What are Vercel security best practices?

The best practices specific to Vercel (not generic OWASP)

Every "security best practices" list tells you to use HTTPS and rotate keys. Those are table stakes. The list below is what actually matters for Vercel apps, based on the risks that appear in real Vercel deployments.

1. Audit variable scopes in Vercel dashboard

*Why:* Secrets in wrong scope (Development vs Preview vs Production). *Do this:* Audit variable scopes in Vercel dashboard. Use correct environment targeting.

2. Enable Vercel Authentication for preview deployments

*Why:* Preview URLs expose unreleased features without authentication. *Do this:* Enable Vercel Authentication for preview deployments.

3. Configure headers in next

*Why:* Deployed sites without CSP, HSTS, or frame protection. *Do this:* Configure headers in next.config.js or vercel.json.

4. Remove debug logging

*Why:* Secrets accidentally logged in function console output. *Do this:* Remove debug logging. Never console.log sensitive data.

5. Verify auth in all edge functions

*Why:* Edge functions with improper auth or CORS configuration. *Do this:* Verify auth in all edge functions. Configure CORS strictly.

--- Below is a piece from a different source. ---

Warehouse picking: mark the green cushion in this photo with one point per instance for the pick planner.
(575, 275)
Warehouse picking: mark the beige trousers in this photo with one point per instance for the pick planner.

Vercel-specific: audit every table for RLS before every deploy

The failure mode in Vercel + Supabase apps is always the same: a table gets added during a feature push, RLS never gets turned on, the full table becomes queryable via the anon key. Bake a pre-deploy check: `select tablename from pg_tables where schemaname = 'public' and not rowsecurity` — the result must be empty.

Verification

Even perfect best practices don't prove themselves — the only way to confirm the list above is implemented is to scan a deployed Vercel app. VAS probes each of env variable security, serverless security, headers config, auth protection by actually attempting the attack, not just reading headers or docs.